On January 19, 2021, just one day prior to President Biden’s inauguration, the EPA introduces additional action items under its 2019 PFAS Action Plan which proposed a systematic approach to developing regulations for PFOA and PFOS chemicals in soil and groundwater. The new action is intended to address these emerging chemicals of concern and protect public health by providing PFAS manufacturers, producers, users, and discharges a blueprint of the compliance requirements that will dictate their operations within the coming years.

Litigation surrounding PFAS continues to unfold 

Allegedly, manufacturers who have added PFAS into firefighting foams for decades to help fight high-hazard flammable liquid fires, knew about the health risks of PFAs since the 1940s. Even with this knowledge, these companies still sold PFAS-based foams without disclosing the potential health and environmental impacts. Because of their negligence and failure to warn the public of the health risks of PFAS, firefighting foam manufacturers are now held liable for the injures caused.

While many cases are still pending, several high-value settlements with the companies on behalf of those affected as a result of PFAS releases, including:

  • $671 million settlement to resolve 3,550 personal injury claims in 2017;
  • $850 million settlement with the state of Minnesota in 2018;
  • $55 million settlement with the state of Michigan, the Michigan-based Wolverine World Wide, and two Grand Rapids-area townships in 2020;
  • $83 million settlement this year to resolve about 95 pending cases, as well as agreeing to a cost-sharing arrangement to address potential future PFAS liabilities, with annual contributions over eight years.

As these outcomes suggest, litigation against PFAS manufacturers will undoubtedly endure.
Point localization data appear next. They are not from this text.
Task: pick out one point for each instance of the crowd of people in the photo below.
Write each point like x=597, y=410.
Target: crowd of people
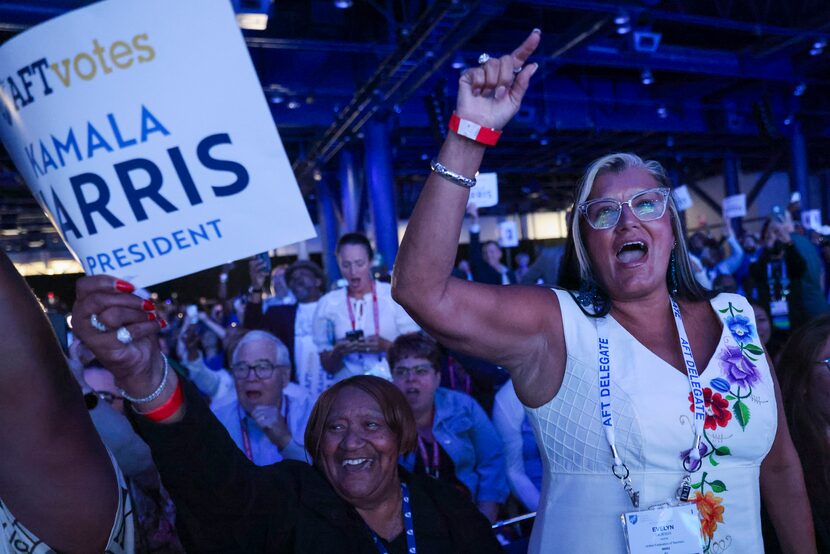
x=308, y=414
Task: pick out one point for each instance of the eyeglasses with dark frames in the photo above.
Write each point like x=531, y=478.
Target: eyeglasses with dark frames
x=263, y=369
x=646, y=205
x=417, y=371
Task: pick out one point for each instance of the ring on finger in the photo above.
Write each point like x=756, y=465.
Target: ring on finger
x=123, y=335
x=96, y=324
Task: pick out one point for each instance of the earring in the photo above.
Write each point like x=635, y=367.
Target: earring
x=673, y=269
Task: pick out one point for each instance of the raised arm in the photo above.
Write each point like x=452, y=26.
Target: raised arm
x=519, y=328
x=219, y=494
x=55, y=475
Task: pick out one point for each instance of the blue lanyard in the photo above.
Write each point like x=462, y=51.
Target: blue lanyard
x=605, y=375
x=408, y=526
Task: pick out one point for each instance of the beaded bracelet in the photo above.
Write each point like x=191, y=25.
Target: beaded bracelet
x=156, y=393
x=439, y=169
x=168, y=408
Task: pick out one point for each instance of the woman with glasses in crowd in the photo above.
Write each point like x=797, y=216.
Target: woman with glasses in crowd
x=354, y=498
x=641, y=389
x=804, y=370
x=457, y=442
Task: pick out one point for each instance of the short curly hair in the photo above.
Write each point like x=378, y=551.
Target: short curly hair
x=415, y=345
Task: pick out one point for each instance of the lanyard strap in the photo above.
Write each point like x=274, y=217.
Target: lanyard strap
x=243, y=426
x=375, y=309
x=431, y=468
x=783, y=279
x=408, y=526
x=605, y=375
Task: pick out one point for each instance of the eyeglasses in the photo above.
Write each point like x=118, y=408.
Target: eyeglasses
x=418, y=371
x=647, y=205
x=108, y=397
x=262, y=369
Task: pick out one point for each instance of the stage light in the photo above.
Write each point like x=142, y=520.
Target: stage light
x=252, y=14
x=622, y=18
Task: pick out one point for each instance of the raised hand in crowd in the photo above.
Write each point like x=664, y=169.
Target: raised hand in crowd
x=55, y=474
x=133, y=357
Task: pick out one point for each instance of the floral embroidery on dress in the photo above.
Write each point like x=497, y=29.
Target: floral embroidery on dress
x=724, y=401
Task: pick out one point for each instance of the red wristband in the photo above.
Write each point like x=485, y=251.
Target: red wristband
x=168, y=408
x=473, y=131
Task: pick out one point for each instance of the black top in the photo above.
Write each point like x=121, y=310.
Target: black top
x=224, y=503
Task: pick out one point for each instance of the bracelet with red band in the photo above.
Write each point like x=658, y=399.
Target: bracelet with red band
x=168, y=408
x=473, y=131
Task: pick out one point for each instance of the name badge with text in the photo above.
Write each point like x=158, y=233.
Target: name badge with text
x=669, y=529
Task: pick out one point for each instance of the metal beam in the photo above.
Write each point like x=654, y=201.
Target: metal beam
x=442, y=28
x=678, y=17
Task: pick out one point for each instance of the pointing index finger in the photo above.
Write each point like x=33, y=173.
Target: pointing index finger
x=524, y=51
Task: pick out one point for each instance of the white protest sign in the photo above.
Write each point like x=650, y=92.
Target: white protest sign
x=811, y=219
x=142, y=130
x=682, y=198
x=486, y=192
x=508, y=234
x=734, y=206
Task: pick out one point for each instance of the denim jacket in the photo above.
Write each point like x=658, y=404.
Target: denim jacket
x=466, y=434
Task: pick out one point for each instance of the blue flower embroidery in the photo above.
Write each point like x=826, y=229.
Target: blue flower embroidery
x=719, y=384
x=740, y=327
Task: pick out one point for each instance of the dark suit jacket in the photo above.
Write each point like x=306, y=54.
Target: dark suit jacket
x=224, y=503
x=482, y=271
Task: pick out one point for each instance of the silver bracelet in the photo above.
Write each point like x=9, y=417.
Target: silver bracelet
x=451, y=176
x=153, y=395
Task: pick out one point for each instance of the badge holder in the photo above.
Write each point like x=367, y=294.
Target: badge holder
x=663, y=529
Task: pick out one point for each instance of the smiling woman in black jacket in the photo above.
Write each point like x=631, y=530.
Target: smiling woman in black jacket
x=353, y=499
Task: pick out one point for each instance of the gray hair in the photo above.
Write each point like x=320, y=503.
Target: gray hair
x=281, y=355
x=687, y=285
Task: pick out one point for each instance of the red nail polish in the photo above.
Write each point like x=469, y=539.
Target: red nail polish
x=123, y=286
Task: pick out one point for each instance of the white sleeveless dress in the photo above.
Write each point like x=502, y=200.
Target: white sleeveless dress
x=582, y=501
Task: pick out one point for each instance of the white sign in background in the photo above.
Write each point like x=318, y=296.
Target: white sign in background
x=508, y=234
x=734, y=206
x=142, y=130
x=682, y=199
x=486, y=192
x=811, y=219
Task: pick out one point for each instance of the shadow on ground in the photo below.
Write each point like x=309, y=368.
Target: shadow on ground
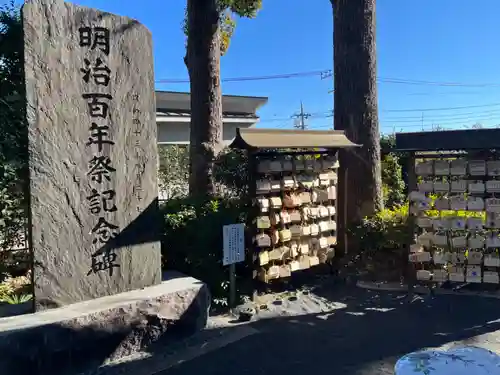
x=365, y=333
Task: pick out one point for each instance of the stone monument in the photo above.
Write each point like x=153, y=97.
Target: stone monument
x=93, y=153
x=98, y=287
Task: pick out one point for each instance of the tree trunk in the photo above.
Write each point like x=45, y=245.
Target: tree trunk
x=203, y=63
x=356, y=111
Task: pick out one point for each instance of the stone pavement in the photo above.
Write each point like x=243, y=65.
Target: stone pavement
x=357, y=332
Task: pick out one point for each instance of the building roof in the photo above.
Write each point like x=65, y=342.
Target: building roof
x=253, y=138
x=173, y=102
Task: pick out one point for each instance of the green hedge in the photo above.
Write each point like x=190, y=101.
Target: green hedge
x=192, y=241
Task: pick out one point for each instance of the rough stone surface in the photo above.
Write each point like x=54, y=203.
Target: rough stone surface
x=69, y=266
x=87, y=334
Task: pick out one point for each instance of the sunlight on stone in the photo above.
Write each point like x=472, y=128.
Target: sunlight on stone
x=380, y=309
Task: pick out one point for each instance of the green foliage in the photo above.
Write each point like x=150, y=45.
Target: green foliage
x=192, y=239
x=13, y=129
x=227, y=23
x=386, y=230
x=173, y=172
x=393, y=186
x=230, y=171
x=15, y=299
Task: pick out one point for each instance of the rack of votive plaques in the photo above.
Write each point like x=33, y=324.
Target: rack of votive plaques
x=457, y=221
x=296, y=222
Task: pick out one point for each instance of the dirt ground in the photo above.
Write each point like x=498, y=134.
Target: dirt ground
x=337, y=329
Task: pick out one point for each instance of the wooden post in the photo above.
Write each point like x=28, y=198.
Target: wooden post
x=412, y=186
x=251, y=230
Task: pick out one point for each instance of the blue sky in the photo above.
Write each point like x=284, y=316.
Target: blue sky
x=418, y=40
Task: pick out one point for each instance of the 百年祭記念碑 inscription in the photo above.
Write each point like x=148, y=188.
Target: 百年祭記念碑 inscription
x=100, y=170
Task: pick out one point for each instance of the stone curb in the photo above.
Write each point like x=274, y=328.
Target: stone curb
x=396, y=287
x=387, y=287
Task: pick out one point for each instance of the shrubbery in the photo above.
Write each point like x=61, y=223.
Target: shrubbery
x=192, y=239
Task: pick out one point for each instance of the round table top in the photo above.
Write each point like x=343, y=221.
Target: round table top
x=459, y=361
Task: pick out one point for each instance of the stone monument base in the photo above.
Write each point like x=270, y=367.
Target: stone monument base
x=90, y=333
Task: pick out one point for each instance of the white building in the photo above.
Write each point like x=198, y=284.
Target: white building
x=173, y=117
x=173, y=111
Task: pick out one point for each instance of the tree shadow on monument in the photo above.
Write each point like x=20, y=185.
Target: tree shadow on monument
x=146, y=228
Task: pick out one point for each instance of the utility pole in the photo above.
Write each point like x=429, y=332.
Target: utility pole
x=301, y=116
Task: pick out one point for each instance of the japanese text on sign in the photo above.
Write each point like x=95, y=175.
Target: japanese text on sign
x=101, y=200
x=234, y=243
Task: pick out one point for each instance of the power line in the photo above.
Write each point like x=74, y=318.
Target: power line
x=301, y=116
x=319, y=73
x=327, y=73
x=441, y=109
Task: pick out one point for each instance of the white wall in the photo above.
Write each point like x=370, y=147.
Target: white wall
x=178, y=132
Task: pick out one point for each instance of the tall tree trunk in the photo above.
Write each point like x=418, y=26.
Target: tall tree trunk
x=356, y=108
x=203, y=63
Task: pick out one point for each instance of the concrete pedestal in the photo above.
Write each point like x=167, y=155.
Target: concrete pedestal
x=93, y=332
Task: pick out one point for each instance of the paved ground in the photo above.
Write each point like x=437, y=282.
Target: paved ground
x=355, y=332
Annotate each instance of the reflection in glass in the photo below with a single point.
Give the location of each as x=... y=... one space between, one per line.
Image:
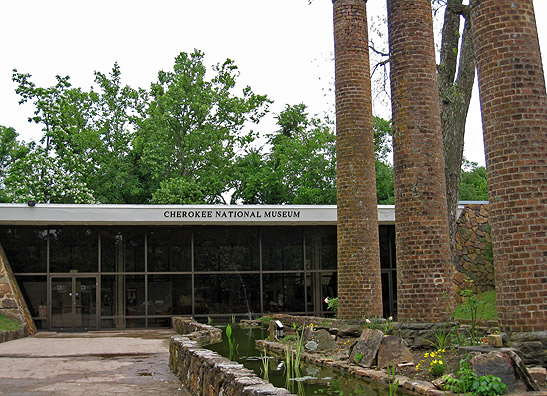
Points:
x=73 y=248
x=283 y=292
x=170 y=295
x=34 y=290
x=282 y=248
x=169 y=249
x=122 y=295
x=321 y=248
x=122 y=250
x=26 y=248
x=219 y=294
x=226 y=249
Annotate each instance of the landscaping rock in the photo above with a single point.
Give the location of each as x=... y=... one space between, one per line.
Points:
x=324 y=341
x=393 y=350
x=349 y=331
x=499 y=365
x=363 y=352
x=533 y=352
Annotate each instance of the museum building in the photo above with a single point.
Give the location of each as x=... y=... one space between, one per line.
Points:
x=86 y=267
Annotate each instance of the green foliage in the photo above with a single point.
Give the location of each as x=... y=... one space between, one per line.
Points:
x=392 y=382
x=437 y=368
x=184 y=140
x=8 y=324
x=194 y=129
x=488 y=385
x=488 y=307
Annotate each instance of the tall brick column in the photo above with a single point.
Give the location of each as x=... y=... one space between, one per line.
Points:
x=424 y=273
x=359 y=276
x=514 y=115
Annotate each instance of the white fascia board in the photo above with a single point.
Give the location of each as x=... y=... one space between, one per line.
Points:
x=56 y=214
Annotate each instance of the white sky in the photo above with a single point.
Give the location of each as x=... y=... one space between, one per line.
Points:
x=283 y=48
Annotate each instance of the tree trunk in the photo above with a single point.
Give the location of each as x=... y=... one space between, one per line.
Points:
x=455 y=94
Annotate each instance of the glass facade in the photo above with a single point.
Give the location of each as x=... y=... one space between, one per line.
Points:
x=82 y=278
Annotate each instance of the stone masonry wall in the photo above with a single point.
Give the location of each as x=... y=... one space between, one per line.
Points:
x=206 y=373
x=12 y=303
x=473 y=257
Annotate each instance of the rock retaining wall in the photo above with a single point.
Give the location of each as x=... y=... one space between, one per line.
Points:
x=473 y=250
x=207 y=373
x=10 y=335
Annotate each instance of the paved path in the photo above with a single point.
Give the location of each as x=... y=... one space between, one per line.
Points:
x=132 y=362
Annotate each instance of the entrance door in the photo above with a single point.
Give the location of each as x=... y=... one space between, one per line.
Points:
x=74 y=303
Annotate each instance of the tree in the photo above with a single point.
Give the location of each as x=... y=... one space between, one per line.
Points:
x=298 y=166
x=87 y=134
x=194 y=130
x=455 y=76
x=11 y=150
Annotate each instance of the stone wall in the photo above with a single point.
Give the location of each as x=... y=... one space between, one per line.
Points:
x=205 y=372
x=473 y=259
x=12 y=303
x=201 y=333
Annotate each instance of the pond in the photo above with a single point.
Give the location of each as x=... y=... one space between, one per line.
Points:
x=310 y=380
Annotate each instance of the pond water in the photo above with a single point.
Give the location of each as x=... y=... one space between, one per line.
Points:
x=310 y=380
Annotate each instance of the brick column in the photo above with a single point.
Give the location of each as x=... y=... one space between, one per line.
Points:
x=359 y=277
x=424 y=273
x=514 y=115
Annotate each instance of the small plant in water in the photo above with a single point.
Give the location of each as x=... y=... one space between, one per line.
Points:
x=265 y=359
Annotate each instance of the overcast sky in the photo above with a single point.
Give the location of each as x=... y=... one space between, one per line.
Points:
x=283 y=48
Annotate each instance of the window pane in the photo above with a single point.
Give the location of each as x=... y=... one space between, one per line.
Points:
x=282 y=248
x=26 y=248
x=34 y=290
x=219 y=294
x=226 y=249
x=169 y=249
x=170 y=295
x=321 y=248
x=73 y=248
x=122 y=295
x=283 y=292
x=122 y=250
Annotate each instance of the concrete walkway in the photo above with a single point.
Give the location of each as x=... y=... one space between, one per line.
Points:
x=131 y=362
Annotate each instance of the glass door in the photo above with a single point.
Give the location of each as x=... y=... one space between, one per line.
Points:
x=74 y=303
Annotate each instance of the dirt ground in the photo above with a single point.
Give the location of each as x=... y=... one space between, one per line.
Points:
x=132 y=362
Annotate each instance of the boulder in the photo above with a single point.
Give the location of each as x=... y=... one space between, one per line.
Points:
x=364 y=350
x=393 y=350
x=539 y=374
x=500 y=365
x=349 y=331
x=321 y=337
x=522 y=372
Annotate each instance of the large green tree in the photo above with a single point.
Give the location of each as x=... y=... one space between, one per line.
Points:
x=194 y=130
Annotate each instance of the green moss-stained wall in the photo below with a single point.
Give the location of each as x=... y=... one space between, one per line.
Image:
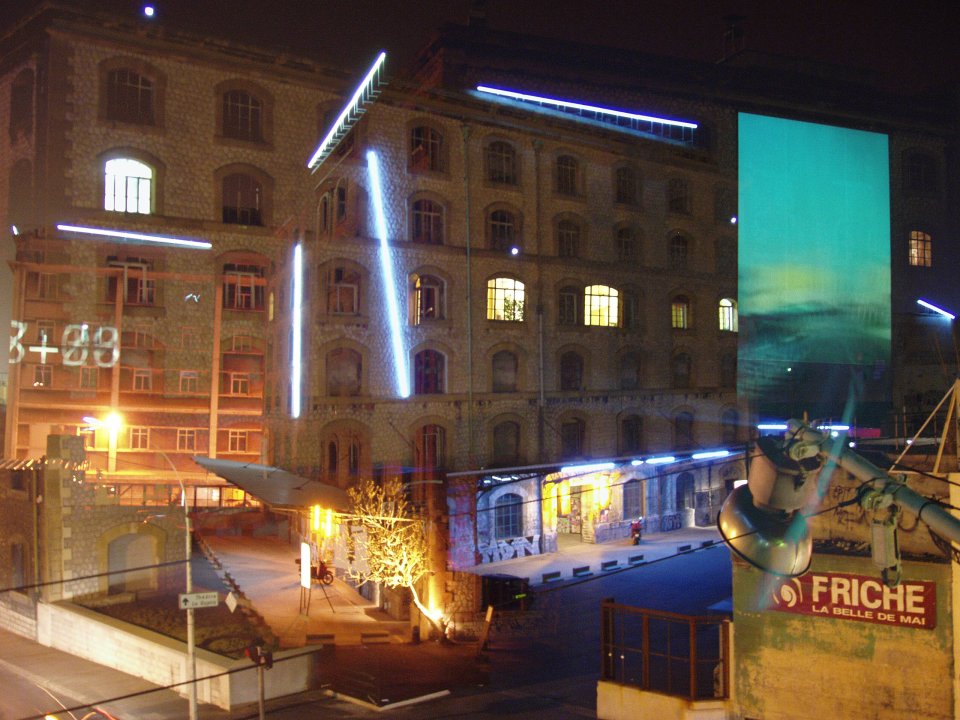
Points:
x=797 y=666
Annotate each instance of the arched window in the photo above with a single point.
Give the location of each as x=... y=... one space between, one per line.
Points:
x=130 y=97
x=729 y=426
x=631 y=434
x=504 y=371
x=501 y=161
x=568 y=175
x=626 y=185
x=128 y=186
x=601 y=306
x=429 y=373
x=568 y=238
x=428 y=299
x=921 y=249
x=680 y=312
x=427 y=225
x=729 y=320
x=683 y=431
x=243 y=285
x=629 y=371
x=344 y=372
x=571 y=371
x=242 y=116
x=242 y=200
x=506 y=443
x=502 y=230
x=679 y=251
x=430 y=447
x=508 y=516
x=573 y=433
x=728 y=370
x=678 y=196
x=426 y=149
x=568 y=306
x=506 y=299
x=682 y=371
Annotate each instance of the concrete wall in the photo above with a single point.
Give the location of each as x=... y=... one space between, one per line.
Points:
x=162 y=660
x=626 y=702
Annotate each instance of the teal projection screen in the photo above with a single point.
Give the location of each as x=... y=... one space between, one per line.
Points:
x=814 y=268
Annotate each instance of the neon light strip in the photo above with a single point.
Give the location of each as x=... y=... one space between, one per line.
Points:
x=940 y=311
x=568 y=104
x=595 y=467
x=389 y=284
x=352 y=108
x=710 y=454
x=124 y=235
x=297 y=331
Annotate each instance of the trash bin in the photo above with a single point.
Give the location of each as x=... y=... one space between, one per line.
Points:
x=506 y=592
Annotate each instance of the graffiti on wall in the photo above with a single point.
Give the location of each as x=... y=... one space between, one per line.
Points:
x=511 y=548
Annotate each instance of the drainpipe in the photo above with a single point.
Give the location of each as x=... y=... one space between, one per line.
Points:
x=541 y=401
x=465 y=130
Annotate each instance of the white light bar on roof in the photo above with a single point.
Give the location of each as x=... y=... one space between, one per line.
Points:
x=366 y=91
x=139 y=237
x=571 y=105
x=939 y=311
x=709 y=454
x=593 y=467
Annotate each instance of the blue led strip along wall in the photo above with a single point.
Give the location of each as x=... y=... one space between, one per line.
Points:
x=296 y=331
x=390 y=289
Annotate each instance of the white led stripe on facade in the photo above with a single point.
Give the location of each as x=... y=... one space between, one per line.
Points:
x=526 y=97
x=353 y=108
x=391 y=291
x=140 y=237
x=297 y=332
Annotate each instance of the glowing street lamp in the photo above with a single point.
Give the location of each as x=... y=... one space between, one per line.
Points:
x=113 y=423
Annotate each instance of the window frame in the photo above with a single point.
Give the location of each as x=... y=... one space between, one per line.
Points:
x=501 y=290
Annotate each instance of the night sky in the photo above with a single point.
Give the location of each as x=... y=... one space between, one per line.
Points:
x=912 y=45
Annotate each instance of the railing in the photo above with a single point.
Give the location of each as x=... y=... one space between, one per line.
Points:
x=679 y=655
PFAS continue to garner significant national attention, which will undoubtedly drive litigation risk for manufacturers in the year ahead and beyond.

The PFAS lawsuits are expected to continue to increase, with veterans and family members being diagnosed with cancers and other diseases after exposure to these toxic chemicals. The victim’s ability to get treatment for their injuries and assistance with their PFAS-related injury expenses can, unfortunately, be limited, which is why those diagnosed with a disease like cancer need financial assistance, and that is one reason why, currently, those whose health has been harmed by these dangerous chemicalsare filing claims for compensation.